5. When does Excel stop being enough, and when is software worth it?

Excel doesn't break on file size but on transaction logic: as soon as packaging data is no longer just collected but continuously reconciled, released, and reused for evidence, the spreadsheet shifts from register to risk. The sensible switch point is where maintenance, version conflicts, and documentation duties grow faster than the portfolio itself. Regulation makes this more relevant, not more abstract: the PPWR entered into force on 11 February 2025, and the German Environment Agency points to a total recycling rate of 70 % for packaging by 2030. That increases the pressure to hold material decisions and evidence in a more systematic way.

For a tight pilot, Excel often suffices: few packaging items, one country, rare changes, one clearly responsible team. It gets critical when data from procurement, product development, supply chain, and regulatory flows in in parallel. Then capture is no longer the problem – the question is which version is valid, which supplier value was released, and whether a change in material or weight can be traced into reporting and documentation.

No abstract maturity level works as a decision rule – use a yes/no test: many data sources, recurring changes, lacking transparency on the current state, high evidence demand, and several teams involved.

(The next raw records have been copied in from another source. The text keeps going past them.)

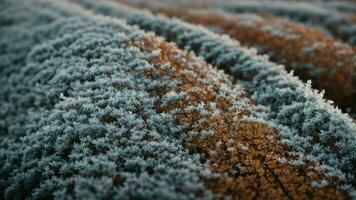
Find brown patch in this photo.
[132,37,348,199]
[118,0,356,114]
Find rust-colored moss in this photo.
[119,0,356,112]
[133,37,348,199]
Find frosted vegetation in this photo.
[75,0,356,191]
[0,0,224,199]
[0,0,356,199]
[216,1,356,45]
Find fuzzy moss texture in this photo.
[0,0,356,199]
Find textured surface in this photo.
[0,0,356,199]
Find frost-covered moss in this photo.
[76,0,356,194]
[214,1,356,45]
[0,1,217,199]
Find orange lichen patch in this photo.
[133,37,348,199]
[120,0,356,113]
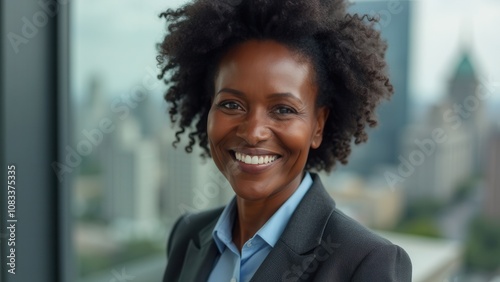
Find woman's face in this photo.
[207,40,328,201]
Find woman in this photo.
[158,0,411,281]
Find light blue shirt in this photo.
[208,172,313,282]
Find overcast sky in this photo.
[71,0,500,104]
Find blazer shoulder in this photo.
[167,207,224,255]
[323,208,411,281]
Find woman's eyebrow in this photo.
[269,92,303,104]
[217,88,303,104]
[216,88,245,96]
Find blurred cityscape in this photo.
[73,1,500,282]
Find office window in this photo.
[67,0,232,281]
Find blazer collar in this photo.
[179,214,222,282]
[179,173,335,282]
[250,173,335,282]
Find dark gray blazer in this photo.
[163,174,411,282]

If three or more apply, a platform is usually more economical than further spreadsheet maintenance. This is especially true if you need to integrate suppliers, validate data centrally, version changes, and generate technical documentation faster. Software does not replace the data logic, but it makes it defensible and repeatable – similar to how a PIM system makes product data centrally manageable, and specialised tools, per the PPWRify feature overview, keep product and packaging data separate but linked. Excel is not a mistake; it's rarely the end model.

Conclusion

A central packaging overview only delivers real value when it is built from the start on clear boundaries, ownership, and solid evidence. Start with a small, check-ready scope and replace manual Excel processes early with a structured data foundation, so compliance, documentation, and material decisions can carry day-to-day work.

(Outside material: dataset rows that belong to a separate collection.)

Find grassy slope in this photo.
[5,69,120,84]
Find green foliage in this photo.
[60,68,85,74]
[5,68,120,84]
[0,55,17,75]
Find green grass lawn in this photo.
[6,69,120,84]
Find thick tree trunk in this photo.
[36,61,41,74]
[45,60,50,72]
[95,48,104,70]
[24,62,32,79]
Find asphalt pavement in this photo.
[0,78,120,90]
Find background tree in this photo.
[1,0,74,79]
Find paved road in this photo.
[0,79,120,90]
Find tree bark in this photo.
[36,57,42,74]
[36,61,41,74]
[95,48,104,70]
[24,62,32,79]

Want to stop keeping packaging data, supplier evidence, and PPWR assessment spread across Excel lists? With SUSYCHECK you build a central packaging overview that brings manufacturers, suppliers, and regulatory into one platform.

FAQ

Which data fields belong in a central packaging overview for PPWR compliance?

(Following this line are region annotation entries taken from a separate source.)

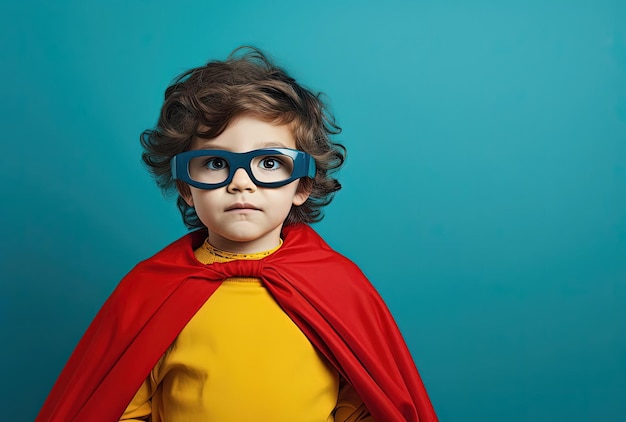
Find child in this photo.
[38,49,436,422]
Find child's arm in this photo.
[334,378,374,422]
[120,378,152,422]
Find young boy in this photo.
[38,49,436,422]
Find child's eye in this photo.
[259,157,282,170]
[204,157,228,170]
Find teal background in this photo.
[0,0,626,421]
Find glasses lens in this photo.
[250,154,294,183]
[189,155,229,184]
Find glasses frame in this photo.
[170,148,316,189]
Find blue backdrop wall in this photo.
[0,0,626,421]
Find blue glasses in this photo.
[171,148,315,189]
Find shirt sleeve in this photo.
[120,377,152,422]
[334,378,374,422]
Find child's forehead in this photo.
[190,116,296,152]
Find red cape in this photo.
[37,225,437,422]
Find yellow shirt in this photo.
[122,241,358,422]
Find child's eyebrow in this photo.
[259,141,287,148]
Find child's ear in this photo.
[176,180,193,208]
[292,181,312,207]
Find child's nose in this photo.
[227,169,256,192]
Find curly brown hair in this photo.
[140,47,346,228]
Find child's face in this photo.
[185,116,309,253]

Beyond material, weight, and packaging type, you need fields that allow a clear regulatory categorisation – for example producer (PPWR Art. 3 No. 15), market country, units, packaging level, and evidence status. A field for the data source is particularly important so you can later trace every value back to a supplier, an internal system, or a check note. Without this traceability, the overview becomes unreliable for audits and DoC generation.

How often should a central packaging overview be updated?

The update frequency should follow product changes and regulatory deadlines, not a rigid monthly rhythm. For packaging with frequent material or supplier changes, an event-based process is sensible, where every change is released directly. As a minimum, there should be a fixed review cycle so outdated records aren't quietly reused.

How do I get packaging data from suppliers into a central overview?

The best way is a standardised data format that you provide up front – for example as a mandatory template with clear field definitions and validation rules. In addition, define which entries are contractually mandatory and which evidence must be delivered when values are missing. If suppliers vary widely, a tiered onboarding process with prioritisation by volume and risk helps.

Disclaimer: This article is for informational purposes only and does not constitute legal advice. While we have researched the content carefully, we make no warranty as to its completeness, accuracy, or timeliness. For binding information, please consult the official text of Regulation (EU) 2025/40 or seek qualified legal counsel.